Organizzare è il suo compito in questo momento, preparare al meglio per iniziare presto a far sul serio e nel migliore dei modi. In questo senso già altamente operative sono state le riunioni fin dal primo giorno trascorso nella sua "nuova" casa - sempre a distanza o all'aperto - con i suoi collaboratori, con i giocatori più importanti che già sono rientrati a Trigoria (atteso oggi anche Edin Dzeko) dopo le vacanze e soprattutto con il general manager Tiago Pinto. Con lui, data per assodata la lista dei giocatori da piazzare, i cosiddetti esuberi, e i "consigli per gli acquisti" (Rui Patricio e Xhaka, che sono i più vicini, su tutti), il discorso più caldo è quello dettato dall'emergenza: Leonardo Spinazzola. «Siamo molto dispiaciuti per la sua perdita che sarà out per qualche mese, ma questo è il calcio. Siamo pronti per cominciare la prossima settimana», ha concluso il suo video. Dell'esterno sinistro della Nazionale che ha riportato la rottura del tendine d'Achille durante la partita che l'Italia ha giocato contro il Belgio il 2 luglio e valida per i quarti di finale Mourinho ha parlato anche nel consueto appuntamento a TalkSport, nell'ambito della collaborazione da "giornalista" legata a Euro2020. «L'Italia ha perso Spinazzola. È terribile per loro, ma immaginate quanto lo sia per me che non lo avrò per circa sei mesi. Emerson è un buon giocatore, anche se ha giocato poco al Chelsea, ma con esperienza. Ma Spinazzola stava giocando in modo incredibile».

Il lavoro di comunicare

Ancora quarant'otto ore, quindi, poi sarà libero, José, che non vede l'ora di cominciare e di esser messo in pasto alla stampa per una conferenza stampa mondiale ma - assicurano da Trigoria - sobria. Sono migliaia le richieste di accredito che arrivano anche dall'estero. La Roma cercherà di accontentare il maggior numero possibile di ingressi, ma ovviamente tutto dipenderà dalle autorizzazioni logistiche legate alla situazione sanitaria. D'altra parte alla comunicazione José Mourinho, ci ha sempre tenuto, tanto da curarla in modo molto attento, per non dire maniacale: «Per me le conferenze stampa sono un lavoro - si legge per bocca dello stesso allenatore portoghese nel libro di Joao Gabriel "Mantenham-se Loucos e Famintos" sulla comunicazione, appunto - e opto sempre per due o tre idee chiave che sono ciò che io chiamo "ancore di salvezza", a cui ti aggrappi per trasmettere ciò che pensi sia importante in quel momento e per quella partita. Ma ci sono sempre domande che non ti aspetti, alcune del tutto sorprendenti, ed è l'intelligenza emotiva che ti costringe a reagire rapidamente, ad avere una risposta. In passato la conferenza stampa era il momento della comunicazione di un allenatore. L'unico intermediario era il giornalista e questo ci dava la garanzia che il nostro messaggio sarebbe arrivato al destinatario senza travisamenti. Oggi in alcuni casi non è così. Sto parlando in conferenza, ho inviato un certo messaggio a un determinato destinatario e le reazioni a quanto ho appena detto sono già partite sui social network, sui siti e così via… La domanda che sorge spontanea è: quale messaggio raggiungerà il destinatario? Sarà il mio messaggio o le reazioni distorte di quello che ho detto? E questo fa la differenza nella nuova comunicazione».

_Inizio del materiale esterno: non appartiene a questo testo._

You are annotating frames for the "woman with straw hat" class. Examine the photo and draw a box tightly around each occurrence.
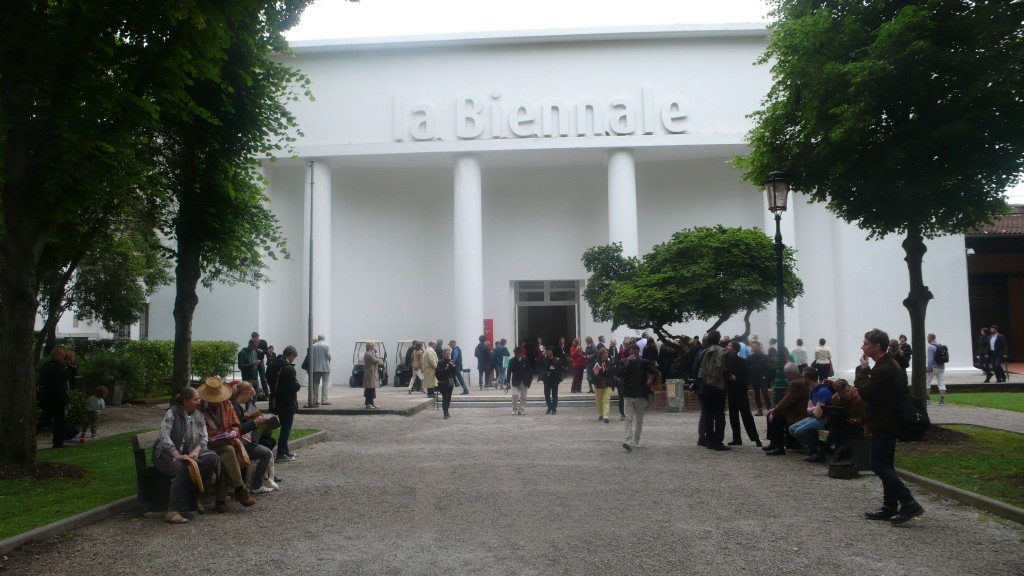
[152,387,218,524]
[199,376,256,512]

In alcuni passaggi dello stesso libro di Joao Gabriel, poi, Mourinho spiega anche il suo rapporto con la vittoria e la sconfitta: «Sono stato un po' vittima di me stesso. Se potessi, sarebbe una delle cose che non ripeterei - si legge - Perché ho vinto, vinto e vinto… E sono entrato in una dinamica in cui non vincere sembrava la fine del mondo. Io stesso, per la mia personalità, ho incoraggiato un po' questo pensiero. Il lavoro è vincere, vincere, vincere. Ma poi quando sono arrivato in situazioni in cui era molto difficile vincere, non ho accettato la sconfitta come altri allenatori ma reputavo il mio lavoro sempre insufficiente. Non vincere per me era un fallimento, ma non dovrebbe essere così. Ho sempre detto ai giocatori: in me troverete un uomo onesto. Un uomo che ti dice la verità, che ti dice le cose che vuoi e non vuoi sentire. Un giorno potranno dire di me che sono un pessimo allenatore, che sono stato un bastardo, ma nessuno potrà dire che non fossi onesto».